ArtSeen
Alain Kirili: Whos Afraid of Verticality?

New York City
Susan InglettSeptember 12 – October 19, 2019
Entering Alain Kirili’s exhibition, Who’s Afraid of Verticality, is like joining a gathering of benevolent beings in a space that lifts one’s gaze and spirit. An energetic connection is made with the upright sculptures as one walks through and around this mini-retrospective of forged, freestanding iron and copper totemic sculptures and a recent wall installation. Conceived by Kirili as “a vertical forest” of 20 years’ work—alluding to Alberto Giacometti’s 1950 sculpture The Forest, with seven tall figures and a head—the varied and vibrant exhibition of Kirili’s slender yet physically robust sculptures compels visitors to move around them and experience their shifting profiles and tactile surfaces. Feeling “included” by Kirili’s installation is hardly surprising in light of the inimitable generosity and exuberant curiosity that define his personal and professional disposition, one that has given rise to collaborations and connections with many other artists’ work throughout his career.
A French-American sculptor born in 1946 in Paris who has been successfully working both in the US and France since the early 1970s, Kirili positions himself in a historical continuum of classical, organic abstraction among painters and sculptors from both sides of the Atlantic. Seeing David Smith’s Cubi sculptures at the Musée Rodin in Paris was the catalyst for his first visit in 1965 to the United States, during which he made a personal pilgrimage to numerous art centers to learn about American art. He encountered Abstract Expressionism, of course, which he loved for its sense of urgency and improvisation and the concomitant emphasis on tactility and emotion, qualities he admired in Smith’s sculptures. In a recent conversation, he spoke of being part of the tradition of fa’ presto—a term relevant in music and the visual arts for quick and tactile execution. Impassioned about a creative process, the physicality of which lies between the realms of sexuality and spirituality, Kirili developed a sculptural practice of blacksmithing, rare in contemporary art, that required working fast and spontaneously with his hands while the iron was hot and malleable. Imprints, marks and traces from Kirili’s rapid and intuitive manipulation and articulation of his material with tools are evident throughout the show as, for example, in the series of flattened, elliptical “bulges” and vertical striations that line the sides of a 7-foot high red totem titled Adam III (2010) and in the holes, gestural “smudges” and indentations left across the copper surfaces of Totem (2004).

The soaring verticality of the New York skyscrapers and skyline must have been exhilarating to Kirili during that first trip. An inveterate optimist, he speaks fervently about the necessity of art to elevate—literally and figuratively: “I need verticality; it’s part of my means of survival, of my dignity even.” Ascension II (2018), a poetic yet imposing wall installation of sinuous lines of iron against tall, painted rectangles in grey, pink, and yellow brings together Kirili’s passion for vertical presence with sensuousness and spirituality through an eloquence of line, color, tactility, and elevation.

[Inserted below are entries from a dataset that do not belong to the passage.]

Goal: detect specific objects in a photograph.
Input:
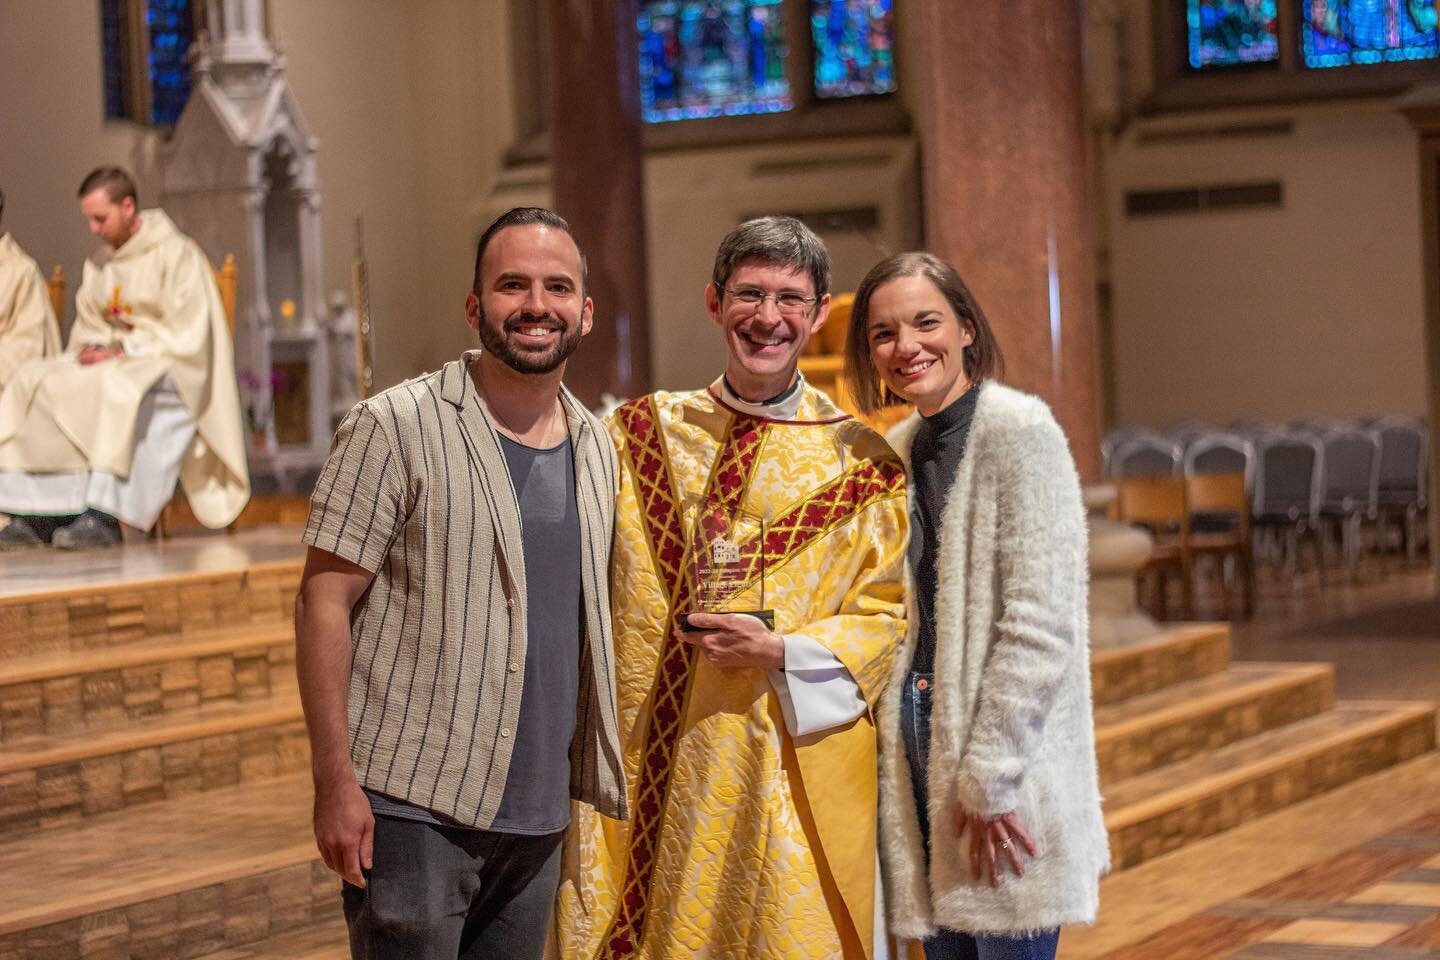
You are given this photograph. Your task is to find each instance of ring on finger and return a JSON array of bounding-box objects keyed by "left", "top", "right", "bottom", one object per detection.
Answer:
[{"left": 998, "top": 837, "right": 1012, "bottom": 851}]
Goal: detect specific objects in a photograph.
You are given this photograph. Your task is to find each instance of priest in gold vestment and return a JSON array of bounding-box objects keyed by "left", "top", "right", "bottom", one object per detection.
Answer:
[
  {"left": 0, "top": 190, "right": 61, "bottom": 393},
  {"left": 0, "top": 168, "right": 248, "bottom": 549},
  {"left": 557, "top": 217, "right": 908, "bottom": 960}
]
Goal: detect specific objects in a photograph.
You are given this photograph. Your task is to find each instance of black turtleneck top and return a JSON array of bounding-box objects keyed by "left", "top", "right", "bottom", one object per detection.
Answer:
[{"left": 907, "top": 384, "right": 979, "bottom": 673}]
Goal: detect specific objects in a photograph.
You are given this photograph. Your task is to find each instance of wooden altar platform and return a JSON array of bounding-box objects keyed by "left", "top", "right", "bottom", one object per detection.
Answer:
[{"left": 0, "top": 531, "right": 1433, "bottom": 958}]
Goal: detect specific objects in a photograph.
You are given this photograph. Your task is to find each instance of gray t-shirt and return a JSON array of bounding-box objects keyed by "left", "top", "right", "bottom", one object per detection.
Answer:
[{"left": 366, "top": 433, "right": 582, "bottom": 835}]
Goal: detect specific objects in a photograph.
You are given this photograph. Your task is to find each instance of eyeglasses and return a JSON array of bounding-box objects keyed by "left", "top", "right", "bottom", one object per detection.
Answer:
[{"left": 724, "top": 286, "right": 819, "bottom": 317}]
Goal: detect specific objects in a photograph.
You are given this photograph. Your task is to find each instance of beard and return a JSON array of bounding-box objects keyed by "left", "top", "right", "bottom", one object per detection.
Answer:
[{"left": 475, "top": 305, "right": 584, "bottom": 375}]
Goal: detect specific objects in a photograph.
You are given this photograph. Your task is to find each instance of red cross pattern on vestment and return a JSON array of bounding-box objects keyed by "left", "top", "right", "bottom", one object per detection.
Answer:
[{"left": 106, "top": 285, "right": 135, "bottom": 331}]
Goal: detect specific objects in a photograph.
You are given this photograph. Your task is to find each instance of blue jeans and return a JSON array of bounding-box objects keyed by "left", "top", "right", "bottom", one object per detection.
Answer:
[{"left": 899, "top": 672, "right": 1060, "bottom": 960}]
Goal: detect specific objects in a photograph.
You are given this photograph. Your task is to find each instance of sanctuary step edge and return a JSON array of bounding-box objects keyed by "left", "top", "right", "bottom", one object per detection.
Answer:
[{"left": 1094, "top": 625, "right": 1438, "bottom": 871}]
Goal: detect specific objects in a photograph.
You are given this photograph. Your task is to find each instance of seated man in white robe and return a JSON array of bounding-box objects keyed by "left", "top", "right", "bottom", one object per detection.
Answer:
[
  {"left": 0, "top": 186, "right": 62, "bottom": 393},
  {"left": 0, "top": 167, "right": 249, "bottom": 550}
]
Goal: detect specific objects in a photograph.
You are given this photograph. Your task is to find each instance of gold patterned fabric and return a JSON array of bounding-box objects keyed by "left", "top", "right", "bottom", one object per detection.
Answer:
[{"left": 556, "top": 384, "right": 908, "bottom": 960}]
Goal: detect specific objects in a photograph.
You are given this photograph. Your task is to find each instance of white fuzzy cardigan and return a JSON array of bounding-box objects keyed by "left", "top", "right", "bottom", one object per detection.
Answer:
[{"left": 878, "top": 381, "right": 1109, "bottom": 938}]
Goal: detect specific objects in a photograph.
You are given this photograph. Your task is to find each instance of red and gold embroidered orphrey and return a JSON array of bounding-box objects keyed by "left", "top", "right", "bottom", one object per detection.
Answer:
[{"left": 602, "top": 397, "right": 769, "bottom": 958}]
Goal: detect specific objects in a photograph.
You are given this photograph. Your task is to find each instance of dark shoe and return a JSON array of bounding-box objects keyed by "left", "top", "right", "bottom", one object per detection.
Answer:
[
  {"left": 52, "top": 510, "right": 123, "bottom": 550},
  {"left": 0, "top": 515, "right": 46, "bottom": 551}
]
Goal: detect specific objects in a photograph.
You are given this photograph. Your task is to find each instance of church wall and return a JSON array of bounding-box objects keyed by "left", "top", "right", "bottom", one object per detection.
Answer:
[
  {"left": 1088, "top": 0, "right": 1429, "bottom": 429},
  {"left": 269, "top": 0, "right": 515, "bottom": 390},
  {"left": 1102, "top": 102, "right": 1427, "bottom": 429}
]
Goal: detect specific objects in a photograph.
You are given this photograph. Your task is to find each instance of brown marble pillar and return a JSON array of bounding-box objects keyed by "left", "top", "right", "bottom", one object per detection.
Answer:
[
  {"left": 911, "top": 0, "right": 1103, "bottom": 480},
  {"left": 548, "top": 0, "right": 651, "bottom": 406},
  {"left": 1397, "top": 87, "right": 1440, "bottom": 579}
]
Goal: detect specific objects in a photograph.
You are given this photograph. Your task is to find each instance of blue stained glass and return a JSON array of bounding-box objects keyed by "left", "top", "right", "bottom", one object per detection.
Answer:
[
  {"left": 811, "top": 0, "right": 897, "bottom": 99},
  {"left": 1302, "top": 0, "right": 1439, "bottom": 68},
  {"left": 637, "top": 0, "right": 792, "bottom": 124},
  {"left": 147, "top": 0, "right": 194, "bottom": 126},
  {"left": 1187, "top": 0, "right": 1281, "bottom": 68}
]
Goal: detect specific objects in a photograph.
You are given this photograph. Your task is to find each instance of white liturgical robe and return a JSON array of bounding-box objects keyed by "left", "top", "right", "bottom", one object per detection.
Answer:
[
  {"left": 0, "top": 210, "right": 248, "bottom": 529},
  {"left": 0, "top": 232, "right": 61, "bottom": 393}
]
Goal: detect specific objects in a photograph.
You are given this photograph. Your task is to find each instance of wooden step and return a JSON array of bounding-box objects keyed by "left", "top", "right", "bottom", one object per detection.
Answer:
[
  {"left": 1104, "top": 701, "right": 1438, "bottom": 870},
  {"left": 1091, "top": 624, "right": 1232, "bottom": 706},
  {"left": 0, "top": 772, "right": 334, "bottom": 958},
  {"left": 1095, "top": 662, "right": 1335, "bottom": 785},
  {"left": 0, "top": 557, "right": 301, "bottom": 661},
  {"left": 0, "top": 691, "right": 306, "bottom": 837},
  {"left": 0, "top": 624, "right": 295, "bottom": 745},
  {"left": 195, "top": 916, "right": 348, "bottom": 960}
]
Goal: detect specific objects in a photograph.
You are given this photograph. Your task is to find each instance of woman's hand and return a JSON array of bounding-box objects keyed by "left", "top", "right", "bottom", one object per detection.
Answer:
[{"left": 959, "top": 808, "right": 1037, "bottom": 886}]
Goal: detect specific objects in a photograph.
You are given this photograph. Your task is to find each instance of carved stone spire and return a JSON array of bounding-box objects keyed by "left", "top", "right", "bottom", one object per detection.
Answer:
[{"left": 206, "top": 0, "right": 272, "bottom": 65}]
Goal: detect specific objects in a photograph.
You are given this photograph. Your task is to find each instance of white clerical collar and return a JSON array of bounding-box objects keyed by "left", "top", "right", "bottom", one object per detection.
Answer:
[{"left": 714, "top": 372, "right": 806, "bottom": 421}]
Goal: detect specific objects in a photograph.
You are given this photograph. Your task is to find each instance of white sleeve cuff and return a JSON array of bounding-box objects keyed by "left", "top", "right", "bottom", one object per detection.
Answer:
[{"left": 767, "top": 633, "right": 867, "bottom": 738}]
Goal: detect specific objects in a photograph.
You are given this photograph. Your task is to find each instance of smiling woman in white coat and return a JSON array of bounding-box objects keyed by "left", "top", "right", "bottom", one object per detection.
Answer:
[{"left": 843, "top": 252, "right": 1108, "bottom": 960}]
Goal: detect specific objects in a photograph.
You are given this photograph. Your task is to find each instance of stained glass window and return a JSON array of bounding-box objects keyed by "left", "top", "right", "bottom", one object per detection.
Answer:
[
  {"left": 811, "top": 0, "right": 897, "bottom": 99},
  {"left": 1302, "top": 0, "right": 1439, "bottom": 67},
  {"left": 101, "top": 0, "right": 132, "bottom": 120},
  {"left": 99, "top": 0, "right": 195, "bottom": 126},
  {"left": 147, "top": 0, "right": 195, "bottom": 126},
  {"left": 1187, "top": 0, "right": 1281, "bottom": 68},
  {"left": 637, "top": 0, "right": 792, "bottom": 124}
]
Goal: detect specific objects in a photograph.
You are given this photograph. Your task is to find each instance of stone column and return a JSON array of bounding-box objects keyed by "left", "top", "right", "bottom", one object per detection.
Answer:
[
  {"left": 911, "top": 0, "right": 1103, "bottom": 480},
  {"left": 1397, "top": 86, "right": 1440, "bottom": 578},
  {"left": 547, "top": 0, "right": 651, "bottom": 406}
]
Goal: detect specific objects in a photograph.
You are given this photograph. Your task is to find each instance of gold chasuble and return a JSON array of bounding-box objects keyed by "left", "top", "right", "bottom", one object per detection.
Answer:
[
  {"left": 556, "top": 383, "right": 908, "bottom": 960},
  {"left": 0, "top": 210, "right": 248, "bottom": 528}
]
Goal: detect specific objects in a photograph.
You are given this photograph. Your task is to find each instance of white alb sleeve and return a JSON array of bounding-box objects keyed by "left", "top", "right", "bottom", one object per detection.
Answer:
[{"left": 767, "top": 633, "right": 867, "bottom": 737}]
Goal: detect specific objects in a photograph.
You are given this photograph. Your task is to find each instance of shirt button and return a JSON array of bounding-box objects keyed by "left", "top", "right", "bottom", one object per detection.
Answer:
[
  {"left": 916, "top": 678, "right": 930, "bottom": 691},
  {"left": 506, "top": 598, "right": 515, "bottom": 610},
  {"left": 500, "top": 728, "right": 511, "bottom": 738},
  {"left": 509, "top": 663, "right": 519, "bottom": 673}
]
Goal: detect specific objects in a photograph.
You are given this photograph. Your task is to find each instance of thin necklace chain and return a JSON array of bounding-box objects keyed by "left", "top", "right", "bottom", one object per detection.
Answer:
[{"left": 471, "top": 357, "right": 564, "bottom": 445}]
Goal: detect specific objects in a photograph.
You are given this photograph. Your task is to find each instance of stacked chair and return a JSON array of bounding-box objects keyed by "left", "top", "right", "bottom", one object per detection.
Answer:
[
  {"left": 1374, "top": 419, "right": 1430, "bottom": 561},
  {"left": 1102, "top": 415, "right": 1430, "bottom": 619}
]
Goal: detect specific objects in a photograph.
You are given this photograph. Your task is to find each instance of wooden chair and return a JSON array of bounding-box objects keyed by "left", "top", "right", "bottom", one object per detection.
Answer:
[
  {"left": 213, "top": 254, "right": 237, "bottom": 335},
  {"left": 1113, "top": 475, "right": 1193, "bottom": 621},
  {"left": 46, "top": 264, "right": 65, "bottom": 325},
  {"left": 1185, "top": 472, "right": 1255, "bottom": 619}
]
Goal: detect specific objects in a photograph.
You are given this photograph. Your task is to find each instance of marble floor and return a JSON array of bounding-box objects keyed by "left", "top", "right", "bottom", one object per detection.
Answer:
[{"left": 1068, "top": 560, "right": 1440, "bottom": 959}]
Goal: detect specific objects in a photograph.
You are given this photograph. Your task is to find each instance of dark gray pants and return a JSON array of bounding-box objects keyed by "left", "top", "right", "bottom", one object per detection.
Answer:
[{"left": 342, "top": 815, "right": 563, "bottom": 960}]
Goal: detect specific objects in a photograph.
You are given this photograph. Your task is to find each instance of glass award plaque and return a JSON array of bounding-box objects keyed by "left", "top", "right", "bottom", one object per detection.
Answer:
[{"left": 678, "top": 500, "right": 775, "bottom": 631}]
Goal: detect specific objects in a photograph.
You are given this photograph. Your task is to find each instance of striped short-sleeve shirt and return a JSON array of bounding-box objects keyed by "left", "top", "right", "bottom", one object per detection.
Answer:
[{"left": 303, "top": 353, "right": 626, "bottom": 827}]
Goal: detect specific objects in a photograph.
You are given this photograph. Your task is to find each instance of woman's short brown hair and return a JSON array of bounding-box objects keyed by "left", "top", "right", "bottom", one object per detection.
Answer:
[{"left": 842, "top": 251, "right": 1004, "bottom": 415}]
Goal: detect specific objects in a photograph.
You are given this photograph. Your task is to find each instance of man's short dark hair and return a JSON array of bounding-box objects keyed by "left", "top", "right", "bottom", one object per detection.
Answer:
[
  {"left": 711, "top": 216, "right": 831, "bottom": 298},
  {"left": 472, "top": 207, "right": 588, "bottom": 294},
  {"left": 77, "top": 166, "right": 139, "bottom": 205}
]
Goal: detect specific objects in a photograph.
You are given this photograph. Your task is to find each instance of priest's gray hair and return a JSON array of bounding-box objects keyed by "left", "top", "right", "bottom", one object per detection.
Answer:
[{"left": 711, "top": 215, "right": 831, "bottom": 298}]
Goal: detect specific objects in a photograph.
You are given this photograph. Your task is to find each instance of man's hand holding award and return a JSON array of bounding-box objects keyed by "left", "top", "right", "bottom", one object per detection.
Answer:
[{"left": 676, "top": 499, "right": 783, "bottom": 670}]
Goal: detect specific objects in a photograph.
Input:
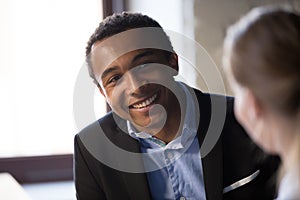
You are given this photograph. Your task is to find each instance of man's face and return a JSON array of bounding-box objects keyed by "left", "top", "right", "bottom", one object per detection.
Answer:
[{"left": 91, "top": 41, "right": 178, "bottom": 132}]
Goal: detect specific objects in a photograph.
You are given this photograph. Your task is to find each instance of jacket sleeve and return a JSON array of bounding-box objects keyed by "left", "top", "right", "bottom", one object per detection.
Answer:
[{"left": 74, "top": 134, "right": 106, "bottom": 200}]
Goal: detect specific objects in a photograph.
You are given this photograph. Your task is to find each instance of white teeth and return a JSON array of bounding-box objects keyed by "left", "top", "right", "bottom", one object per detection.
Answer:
[{"left": 132, "top": 94, "right": 157, "bottom": 109}]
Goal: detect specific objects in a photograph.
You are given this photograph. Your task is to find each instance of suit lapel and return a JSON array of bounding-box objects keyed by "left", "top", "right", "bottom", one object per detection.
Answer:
[
  {"left": 195, "top": 90, "right": 223, "bottom": 200},
  {"left": 111, "top": 116, "right": 152, "bottom": 200},
  {"left": 200, "top": 137, "right": 223, "bottom": 200}
]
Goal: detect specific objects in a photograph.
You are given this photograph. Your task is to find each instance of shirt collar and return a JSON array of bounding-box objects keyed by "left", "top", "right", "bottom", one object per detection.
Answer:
[{"left": 127, "top": 82, "right": 198, "bottom": 149}]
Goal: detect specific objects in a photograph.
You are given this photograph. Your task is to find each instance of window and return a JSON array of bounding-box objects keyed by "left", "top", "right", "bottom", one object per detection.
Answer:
[{"left": 0, "top": 0, "right": 105, "bottom": 182}]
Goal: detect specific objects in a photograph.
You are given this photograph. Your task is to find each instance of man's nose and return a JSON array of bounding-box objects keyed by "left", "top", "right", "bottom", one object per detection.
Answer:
[{"left": 125, "top": 71, "right": 146, "bottom": 96}]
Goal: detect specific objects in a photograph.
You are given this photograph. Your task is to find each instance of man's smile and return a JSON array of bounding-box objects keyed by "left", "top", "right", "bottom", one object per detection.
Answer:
[
  {"left": 129, "top": 90, "right": 160, "bottom": 111},
  {"left": 131, "top": 93, "right": 157, "bottom": 109}
]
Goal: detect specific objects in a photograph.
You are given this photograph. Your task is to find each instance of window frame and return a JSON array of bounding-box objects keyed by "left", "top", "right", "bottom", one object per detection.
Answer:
[{"left": 0, "top": 154, "right": 73, "bottom": 184}]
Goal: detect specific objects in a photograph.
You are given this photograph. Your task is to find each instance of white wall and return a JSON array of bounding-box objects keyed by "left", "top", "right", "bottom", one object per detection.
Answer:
[{"left": 194, "top": 0, "right": 300, "bottom": 94}]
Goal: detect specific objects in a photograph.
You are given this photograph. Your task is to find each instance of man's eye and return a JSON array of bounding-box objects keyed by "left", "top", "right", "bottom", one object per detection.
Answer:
[{"left": 108, "top": 75, "right": 121, "bottom": 84}]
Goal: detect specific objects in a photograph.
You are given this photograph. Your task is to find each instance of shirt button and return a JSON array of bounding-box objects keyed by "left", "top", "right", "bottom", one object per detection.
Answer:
[
  {"left": 167, "top": 152, "right": 173, "bottom": 159},
  {"left": 179, "top": 197, "right": 186, "bottom": 200}
]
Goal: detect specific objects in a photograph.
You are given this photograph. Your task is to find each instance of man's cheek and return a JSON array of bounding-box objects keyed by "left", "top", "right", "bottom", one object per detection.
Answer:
[
  {"left": 104, "top": 96, "right": 112, "bottom": 108},
  {"left": 109, "top": 99, "right": 125, "bottom": 113}
]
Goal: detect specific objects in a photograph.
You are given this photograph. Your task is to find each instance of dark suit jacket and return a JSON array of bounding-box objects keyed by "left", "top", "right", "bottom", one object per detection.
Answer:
[{"left": 74, "top": 88, "right": 279, "bottom": 200}]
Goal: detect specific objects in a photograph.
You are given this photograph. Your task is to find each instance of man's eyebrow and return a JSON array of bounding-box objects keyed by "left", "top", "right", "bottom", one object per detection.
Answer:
[
  {"left": 132, "top": 50, "right": 155, "bottom": 63},
  {"left": 101, "top": 66, "right": 119, "bottom": 80}
]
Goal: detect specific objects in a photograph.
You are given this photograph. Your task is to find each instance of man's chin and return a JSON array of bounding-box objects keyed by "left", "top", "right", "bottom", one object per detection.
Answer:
[{"left": 132, "top": 117, "right": 166, "bottom": 134}]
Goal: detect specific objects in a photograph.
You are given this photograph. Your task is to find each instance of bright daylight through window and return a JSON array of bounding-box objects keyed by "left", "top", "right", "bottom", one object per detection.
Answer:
[{"left": 0, "top": 0, "right": 106, "bottom": 157}]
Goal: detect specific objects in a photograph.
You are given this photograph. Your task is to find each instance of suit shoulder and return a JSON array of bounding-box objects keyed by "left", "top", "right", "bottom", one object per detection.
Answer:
[{"left": 76, "top": 112, "right": 115, "bottom": 137}]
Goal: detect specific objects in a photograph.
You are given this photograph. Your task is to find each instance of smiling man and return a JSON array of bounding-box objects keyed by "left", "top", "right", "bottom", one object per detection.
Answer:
[
  {"left": 92, "top": 47, "right": 181, "bottom": 140},
  {"left": 74, "top": 12, "right": 279, "bottom": 200}
]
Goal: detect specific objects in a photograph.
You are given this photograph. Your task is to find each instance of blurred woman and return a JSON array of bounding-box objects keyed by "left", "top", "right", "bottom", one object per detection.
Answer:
[{"left": 223, "top": 6, "right": 300, "bottom": 199}]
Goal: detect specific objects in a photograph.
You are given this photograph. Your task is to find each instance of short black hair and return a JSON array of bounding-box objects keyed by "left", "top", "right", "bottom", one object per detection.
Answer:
[{"left": 85, "top": 12, "right": 174, "bottom": 86}]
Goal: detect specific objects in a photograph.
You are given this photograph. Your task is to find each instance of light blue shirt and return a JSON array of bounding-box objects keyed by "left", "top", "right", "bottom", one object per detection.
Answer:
[{"left": 127, "top": 83, "right": 206, "bottom": 200}]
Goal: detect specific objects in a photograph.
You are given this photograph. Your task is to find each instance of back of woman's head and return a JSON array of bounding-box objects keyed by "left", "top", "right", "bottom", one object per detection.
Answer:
[{"left": 223, "top": 6, "right": 300, "bottom": 117}]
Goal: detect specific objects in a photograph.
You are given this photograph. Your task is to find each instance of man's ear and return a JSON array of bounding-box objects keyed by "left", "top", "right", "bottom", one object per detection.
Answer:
[{"left": 169, "top": 53, "right": 179, "bottom": 75}]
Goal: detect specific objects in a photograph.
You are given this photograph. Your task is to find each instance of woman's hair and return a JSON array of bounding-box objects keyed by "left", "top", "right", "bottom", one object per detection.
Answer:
[
  {"left": 223, "top": 5, "right": 300, "bottom": 187},
  {"left": 223, "top": 6, "right": 300, "bottom": 117}
]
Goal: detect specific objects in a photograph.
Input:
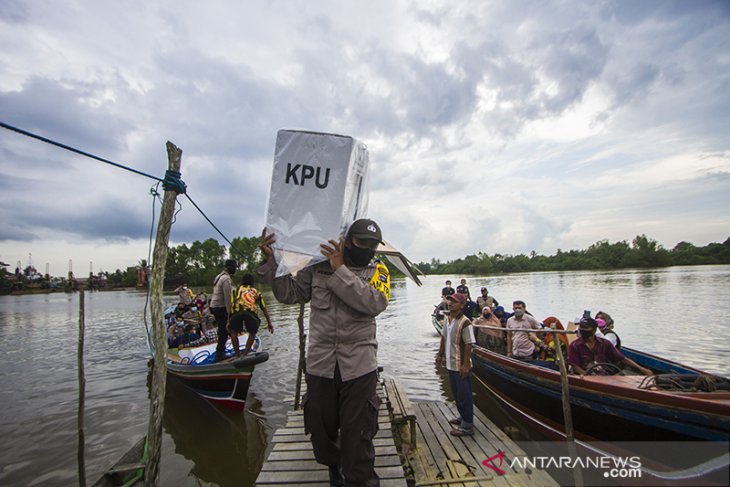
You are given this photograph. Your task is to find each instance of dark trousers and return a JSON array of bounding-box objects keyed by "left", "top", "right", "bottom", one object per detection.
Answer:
[
  {"left": 210, "top": 307, "right": 228, "bottom": 358},
  {"left": 304, "top": 364, "right": 380, "bottom": 487},
  {"left": 448, "top": 369, "right": 474, "bottom": 429}
]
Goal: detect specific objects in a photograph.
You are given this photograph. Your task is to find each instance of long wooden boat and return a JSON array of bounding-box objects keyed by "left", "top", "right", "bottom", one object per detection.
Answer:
[
  {"left": 167, "top": 337, "right": 269, "bottom": 411},
  {"left": 470, "top": 330, "right": 730, "bottom": 443}
]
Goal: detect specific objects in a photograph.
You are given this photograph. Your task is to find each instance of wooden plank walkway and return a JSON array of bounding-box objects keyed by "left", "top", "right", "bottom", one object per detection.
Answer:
[
  {"left": 406, "top": 401, "right": 558, "bottom": 487},
  {"left": 256, "top": 378, "right": 557, "bottom": 487},
  {"left": 255, "top": 383, "right": 408, "bottom": 486}
]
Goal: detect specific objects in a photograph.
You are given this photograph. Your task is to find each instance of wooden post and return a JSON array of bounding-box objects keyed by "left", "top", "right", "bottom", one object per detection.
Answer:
[
  {"left": 552, "top": 327, "right": 583, "bottom": 487},
  {"left": 144, "top": 142, "right": 183, "bottom": 486},
  {"left": 294, "top": 303, "right": 306, "bottom": 410},
  {"left": 77, "top": 287, "right": 86, "bottom": 487}
]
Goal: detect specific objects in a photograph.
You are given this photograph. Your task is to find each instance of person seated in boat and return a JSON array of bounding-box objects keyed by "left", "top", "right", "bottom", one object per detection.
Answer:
[
  {"left": 595, "top": 310, "right": 613, "bottom": 327},
  {"left": 476, "top": 287, "right": 499, "bottom": 310},
  {"left": 173, "top": 302, "right": 187, "bottom": 319},
  {"left": 473, "top": 305, "right": 505, "bottom": 353},
  {"left": 568, "top": 318, "right": 651, "bottom": 376},
  {"left": 229, "top": 273, "right": 274, "bottom": 357},
  {"left": 596, "top": 311, "right": 621, "bottom": 349},
  {"left": 182, "top": 317, "right": 219, "bottom": 348},
  {"left": 173, "top": 302, "right": 200, "bottom": 326},
  {"left": 462, "top": 299, "right": 481, "bottom": 319},
  {"left": 174, "top": 324, "right": 201, "bottom": 349},
  {"left": 167, "top": 323, "right": 183, "bottom": 347},
  {"left": 193, "top": 292, "right": 207, "bottom": 312},
  {"left": 506, "top": 300, "right": 544, "bottom": 361},
  {"left": 535, "top": 316, "right": 569, "bottom": 369},
  {"left": 492, "top": 305, "right": 512, "bottom": 326}
]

Telem II (2000), Segou (2004), and Forge (2010/19) are lofty sculptures that, along with the smaller Totems of 2004 and In the Round I (2015)—a more recent sculpture that reads like a linear dance or drawing in space—evoke potent archetypes of humanity. Kirili forged Segou and Forge in Mali working alongside Dogon blacksmiths who have a long history with metalworking. The sculptures’ attenuated proportions rising from and merging with their bases together with vibrant surface markings that activate their surfaces bring to mind Giacometti’s gaunt Femme de Venise sculptures that bore themselves with heroic, if vulnerable, humanity. Influenced, too, by the spirituality with which Indian Shiva sculpture is regarded and the symbiotic relationship of the Hindu lingam—or vertical phallic element—and its yoni—the base, symbolic of the female sex—to represent the deity Shiva, Kirili believes in the spiritual quality of sculpture and considers the supporting base of a sculpture as important as its vertical element. The flat, red shaft of Adam III, for example, merges persuasively with the white, fleshy plaster mass that is its base. And whether one sees the vertical shaft in Forge as emerging from, being submerged in, or resting on a mound of shiny coal pieces (residue from the blacksmithing process itself), the work is an interdependent unity of sculpture and base.
Who’s Afraid of Verticality does homage to the timelessness and universality of a genre of sculpture that has been often overlooked in the race to discover something new. Kirili’s sculptures are bestowed with grace and guts, sexuality and spirituality, and humanity and aspiration. I would say that is exactly what we need today.